PORT ST. LUCIE — Nearly 1,000 days after Digital Domain collapsed, the building that once housed the bankrupt company will find new life as a church.
The City Council Monday unanimously approved selling the former Tradition studio to Christ Fellowship, the country’s ninth-largest megachurch.
Christ Fellowship already has given the city the full purchase price of $13 million.
“You left a lot of broken promises and a lot of broken dreams out of Tradition studio,” said Councilman Ron Bowen to former Digital Domain CEO John Textor, who was present at the meeting but did not speak. Textor offered to buy the building earlier this month in an email to city officials, but didn’t specify a purchase price.
“Christ Fellowship is in a position to restore lives and give people hope and faith, so something good can come out of something bad,” Bowen said.
Terms of the deal include an inspection through July 13, and a July 17 closing. If the deal falls through, $15,000 would be nonrefundable.
“This deal is real as evidenced by a check that has already cleared,” said Mayor Greg Oravec of his confidence in the deal.
The church is headquartered in Palm Beach Gardens and has six campuses in Florida, including Stuart, and one in New York City. Officials estimate it will spend $6 to $8 million to retrofit the 115,000-square-foot former digital animation studio and add a 20,000-square-foot auditorium, possibly creating local construction jobs.
Church officials hope to start Saturday and Sunday services, along with youth and adult weekday programs out of the building by late summer.
“Our desire and our heart is to be a resource to the city,” said church representative Donald Hearing, who called the building perfect for Christ Fellowship.
Hearing added: “Christ Fellowship would work with veterans, the homeless, foster care and safe homes.”
Christ Fellowship was interested in the building 18 months ago, but was building its Boynton Beach campus and planning to start construction on its 55,000-square-foot Stuart campus, set to open in July, representatives said. Now with the Boynton Beach project completed, when a recent deal to sell the building fell through, the timing was right.
A sale to the church, with its weekly following of more than 20,000 people, will save the city $427,000 annually in maintenance. It also will reduce the city’s $66.3 million debt on the building to $53.3 million. The city makes annual interest payments of $1.4 million through 2018 and principal payments of $2.3 million through 2042 for the failed deal.
The church would pay city stormwater and Tradition assessments — approximately $133,000 annually.

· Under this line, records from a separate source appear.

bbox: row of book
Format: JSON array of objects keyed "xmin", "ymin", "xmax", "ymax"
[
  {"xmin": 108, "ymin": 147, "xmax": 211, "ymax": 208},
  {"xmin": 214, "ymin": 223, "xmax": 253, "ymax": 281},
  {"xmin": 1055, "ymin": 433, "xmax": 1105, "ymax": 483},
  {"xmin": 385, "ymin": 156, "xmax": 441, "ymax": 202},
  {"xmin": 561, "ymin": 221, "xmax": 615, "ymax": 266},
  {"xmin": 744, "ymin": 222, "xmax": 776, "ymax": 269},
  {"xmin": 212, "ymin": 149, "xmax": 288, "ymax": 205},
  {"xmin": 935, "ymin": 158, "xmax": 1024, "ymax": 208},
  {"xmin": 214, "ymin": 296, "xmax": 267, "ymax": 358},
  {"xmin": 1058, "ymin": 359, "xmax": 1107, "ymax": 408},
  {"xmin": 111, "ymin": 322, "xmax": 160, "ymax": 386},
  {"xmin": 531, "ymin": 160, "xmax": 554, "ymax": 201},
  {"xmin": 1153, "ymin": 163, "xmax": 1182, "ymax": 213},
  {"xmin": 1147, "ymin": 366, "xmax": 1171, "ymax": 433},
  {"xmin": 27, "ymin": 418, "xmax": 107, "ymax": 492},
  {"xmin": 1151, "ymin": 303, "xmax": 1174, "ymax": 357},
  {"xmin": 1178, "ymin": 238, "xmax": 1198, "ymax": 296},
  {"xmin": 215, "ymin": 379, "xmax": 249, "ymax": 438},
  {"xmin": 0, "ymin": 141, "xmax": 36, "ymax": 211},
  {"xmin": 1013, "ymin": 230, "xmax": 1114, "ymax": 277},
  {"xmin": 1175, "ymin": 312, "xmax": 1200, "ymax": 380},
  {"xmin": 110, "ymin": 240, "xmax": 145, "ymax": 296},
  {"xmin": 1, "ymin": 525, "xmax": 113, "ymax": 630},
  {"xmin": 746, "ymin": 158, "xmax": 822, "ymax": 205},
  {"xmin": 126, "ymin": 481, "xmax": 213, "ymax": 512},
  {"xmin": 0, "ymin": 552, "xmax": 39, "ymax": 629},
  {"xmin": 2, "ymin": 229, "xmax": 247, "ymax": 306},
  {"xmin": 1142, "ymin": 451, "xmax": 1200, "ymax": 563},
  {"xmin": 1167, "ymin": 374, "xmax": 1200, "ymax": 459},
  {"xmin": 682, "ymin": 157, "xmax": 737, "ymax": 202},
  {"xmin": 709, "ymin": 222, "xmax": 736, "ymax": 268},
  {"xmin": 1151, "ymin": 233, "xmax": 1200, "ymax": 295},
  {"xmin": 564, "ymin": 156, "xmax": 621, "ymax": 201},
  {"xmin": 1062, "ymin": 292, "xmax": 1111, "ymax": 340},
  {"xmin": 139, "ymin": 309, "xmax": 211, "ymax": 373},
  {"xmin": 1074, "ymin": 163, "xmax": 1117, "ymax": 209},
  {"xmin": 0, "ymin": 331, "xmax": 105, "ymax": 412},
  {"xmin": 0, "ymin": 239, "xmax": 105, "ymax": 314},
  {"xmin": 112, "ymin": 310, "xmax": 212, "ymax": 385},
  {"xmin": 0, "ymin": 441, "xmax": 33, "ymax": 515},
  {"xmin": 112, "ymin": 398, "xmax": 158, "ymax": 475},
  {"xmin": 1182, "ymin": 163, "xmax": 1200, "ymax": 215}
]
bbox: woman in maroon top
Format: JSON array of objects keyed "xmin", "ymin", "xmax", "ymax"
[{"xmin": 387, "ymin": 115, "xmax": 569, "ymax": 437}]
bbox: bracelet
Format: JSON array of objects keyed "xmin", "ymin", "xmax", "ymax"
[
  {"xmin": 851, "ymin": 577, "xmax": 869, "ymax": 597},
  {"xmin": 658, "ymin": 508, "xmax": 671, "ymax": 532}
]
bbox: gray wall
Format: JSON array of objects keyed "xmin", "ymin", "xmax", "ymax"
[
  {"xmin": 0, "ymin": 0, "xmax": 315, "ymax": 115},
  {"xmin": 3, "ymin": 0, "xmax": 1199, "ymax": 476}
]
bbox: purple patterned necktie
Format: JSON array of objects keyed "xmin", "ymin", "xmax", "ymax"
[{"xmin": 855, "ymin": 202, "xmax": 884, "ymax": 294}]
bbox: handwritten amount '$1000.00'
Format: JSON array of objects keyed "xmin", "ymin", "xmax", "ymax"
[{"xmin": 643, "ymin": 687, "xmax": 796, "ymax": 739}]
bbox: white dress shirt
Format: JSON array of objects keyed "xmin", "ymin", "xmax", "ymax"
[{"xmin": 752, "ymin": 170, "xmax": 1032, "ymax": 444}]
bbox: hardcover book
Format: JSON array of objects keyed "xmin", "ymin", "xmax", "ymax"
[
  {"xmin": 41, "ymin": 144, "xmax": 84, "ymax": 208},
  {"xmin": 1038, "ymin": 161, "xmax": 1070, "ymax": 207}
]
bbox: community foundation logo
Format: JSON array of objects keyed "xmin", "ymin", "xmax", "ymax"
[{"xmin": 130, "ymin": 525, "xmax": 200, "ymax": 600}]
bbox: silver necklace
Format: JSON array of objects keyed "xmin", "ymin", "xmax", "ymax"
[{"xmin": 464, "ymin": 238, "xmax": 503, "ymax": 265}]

Because of the church’s nonprofit status, however, it would pay no property tax, costing the city about $73,000 annually. St. Lucie County and other taxing authorities would forgo approximately $245,000 in property tax annually.
The city in 2009 gave Digital Domain a $51.8 million incentive deal — which included land and the fully equipped Tradition studio — in exchange for jobs and economic development. The now-bankrupt company shuttered its doors in late 2012, laying off almost 300 employees.
Although Christ Fellowship can’t deliver on Digital Domain’s promise of hundreds of high-waged, high-skilled jobs, it plans to employ approximately 35 in Port St. Lucie, Hearing said.
The sale to Christ Fellowship comes after a $15 million sale to Jupiter businessman James Hall fell through last month. The City Council in 2013 approved a $14 million sale to Vero Beach resident Richard Friedberg, but it also fell through. Hall was present at the meeting, telling City Council he still wanted to buy.
“I was ready to go forward and I’m still ready to go forward,” Hall said.
The deal to sell the building to Hall was called off after he failed to pay the city a required $200,000 deposit.